Domain-Driven Design gained more traction as microservices become more popular.

Domain-Driven Design can help to find microservices boundaries and make them deeper (compress public interfaces).

Boundaries

A balanced heuristic for designing microservices is to align the services with the boundaries of business subdomains.

The subdomains’ granularity and the focus on functionality (the “what” rather than the “how”) makes subdomains naturally deep modules. And related use cases in the subdomain also is an additional point for that.

It may be possible to go on more lower levels (depending on the environment) - to Bounded context or Aggregate boundaries levels. But most of the time it will be suboptimal.

  • Bounded context and microservices often use interchangeably, but even that microservice is a bounded context, this relation is not symmetric, and a bounded context is not necessarily a microservice.
  • Aggregate is the narrowest boundary possible. Decomposing it into multiple physical services will lead to undesired consequences.

Interface

Open-host service and Anticorruption layer can be used to simplify microservices’ public interfaces.

Open-Host Service

It introduces integration-oriented model with published language that reduces system’s Global complexity. It can expose less data and/or do so in a more convenient model for consumers.

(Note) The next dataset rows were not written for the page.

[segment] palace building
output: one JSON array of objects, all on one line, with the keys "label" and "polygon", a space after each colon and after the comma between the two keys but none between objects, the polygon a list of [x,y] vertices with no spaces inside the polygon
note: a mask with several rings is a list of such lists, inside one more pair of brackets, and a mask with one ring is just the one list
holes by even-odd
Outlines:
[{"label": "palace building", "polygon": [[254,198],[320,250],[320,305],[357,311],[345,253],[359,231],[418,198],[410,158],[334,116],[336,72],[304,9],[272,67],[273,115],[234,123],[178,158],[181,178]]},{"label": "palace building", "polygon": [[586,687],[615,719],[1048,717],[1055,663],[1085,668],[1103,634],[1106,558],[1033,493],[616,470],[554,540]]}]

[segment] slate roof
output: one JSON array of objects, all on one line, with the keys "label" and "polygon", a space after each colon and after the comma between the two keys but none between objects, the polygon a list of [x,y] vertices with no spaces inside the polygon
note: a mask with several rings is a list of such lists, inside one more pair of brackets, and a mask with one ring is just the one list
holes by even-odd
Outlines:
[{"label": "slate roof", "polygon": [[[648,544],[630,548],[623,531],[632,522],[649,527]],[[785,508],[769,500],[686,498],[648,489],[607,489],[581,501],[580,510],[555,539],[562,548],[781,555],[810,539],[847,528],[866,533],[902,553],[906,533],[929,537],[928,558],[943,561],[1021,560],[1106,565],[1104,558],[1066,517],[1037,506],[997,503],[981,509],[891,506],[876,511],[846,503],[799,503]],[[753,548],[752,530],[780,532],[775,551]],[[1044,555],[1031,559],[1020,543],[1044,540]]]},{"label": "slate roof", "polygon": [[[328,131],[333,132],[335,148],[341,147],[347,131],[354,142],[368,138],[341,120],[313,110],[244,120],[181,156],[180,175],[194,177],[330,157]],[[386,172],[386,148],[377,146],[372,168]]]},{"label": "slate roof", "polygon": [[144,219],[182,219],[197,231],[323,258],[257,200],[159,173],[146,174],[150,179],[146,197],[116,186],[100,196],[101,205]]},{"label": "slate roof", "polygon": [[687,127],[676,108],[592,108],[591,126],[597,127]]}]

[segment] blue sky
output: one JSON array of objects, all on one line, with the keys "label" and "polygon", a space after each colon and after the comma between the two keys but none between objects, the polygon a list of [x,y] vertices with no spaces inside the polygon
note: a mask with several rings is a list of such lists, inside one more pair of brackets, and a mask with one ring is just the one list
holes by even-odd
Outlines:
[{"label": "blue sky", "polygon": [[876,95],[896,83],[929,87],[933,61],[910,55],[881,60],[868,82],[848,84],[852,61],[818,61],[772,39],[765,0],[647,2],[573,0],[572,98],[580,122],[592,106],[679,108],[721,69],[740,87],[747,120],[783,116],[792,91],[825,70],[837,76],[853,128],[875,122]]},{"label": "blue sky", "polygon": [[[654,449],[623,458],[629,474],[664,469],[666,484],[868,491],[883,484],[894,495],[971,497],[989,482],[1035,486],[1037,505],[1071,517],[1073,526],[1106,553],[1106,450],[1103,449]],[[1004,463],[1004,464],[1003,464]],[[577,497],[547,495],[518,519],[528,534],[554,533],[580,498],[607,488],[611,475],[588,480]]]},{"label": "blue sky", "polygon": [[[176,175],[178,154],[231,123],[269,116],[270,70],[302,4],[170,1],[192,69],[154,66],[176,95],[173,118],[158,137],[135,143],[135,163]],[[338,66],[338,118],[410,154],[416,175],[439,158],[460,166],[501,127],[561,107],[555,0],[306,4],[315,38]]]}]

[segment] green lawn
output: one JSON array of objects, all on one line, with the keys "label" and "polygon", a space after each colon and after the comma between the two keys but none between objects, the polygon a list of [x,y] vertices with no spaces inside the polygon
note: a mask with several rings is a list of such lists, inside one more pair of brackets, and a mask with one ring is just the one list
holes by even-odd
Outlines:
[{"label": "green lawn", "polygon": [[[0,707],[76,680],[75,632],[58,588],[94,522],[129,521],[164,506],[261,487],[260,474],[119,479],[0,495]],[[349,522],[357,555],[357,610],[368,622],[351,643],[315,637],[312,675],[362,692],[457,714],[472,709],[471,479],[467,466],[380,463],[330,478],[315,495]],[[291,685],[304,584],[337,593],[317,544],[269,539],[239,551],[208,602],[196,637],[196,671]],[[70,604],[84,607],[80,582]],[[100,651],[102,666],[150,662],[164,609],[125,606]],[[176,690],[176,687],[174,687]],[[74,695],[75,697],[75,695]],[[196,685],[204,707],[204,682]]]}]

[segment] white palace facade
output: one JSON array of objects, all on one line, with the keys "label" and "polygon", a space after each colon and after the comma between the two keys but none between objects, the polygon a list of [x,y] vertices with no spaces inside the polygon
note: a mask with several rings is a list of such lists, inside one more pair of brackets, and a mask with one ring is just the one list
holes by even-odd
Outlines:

A simpler public interface (function) with the same implementation (logic) makes service deeper and contributes to a more effective microservice design.

Anticorruption Layer

It works the other way around. It reduces the complexity of integrating the service with other bounded contexts.

Standalone ACL can reduce both the local complexity and global complexity by offloading integration complexity from the downstream and upstream bounded contexts (that leads to simpler public interfaces).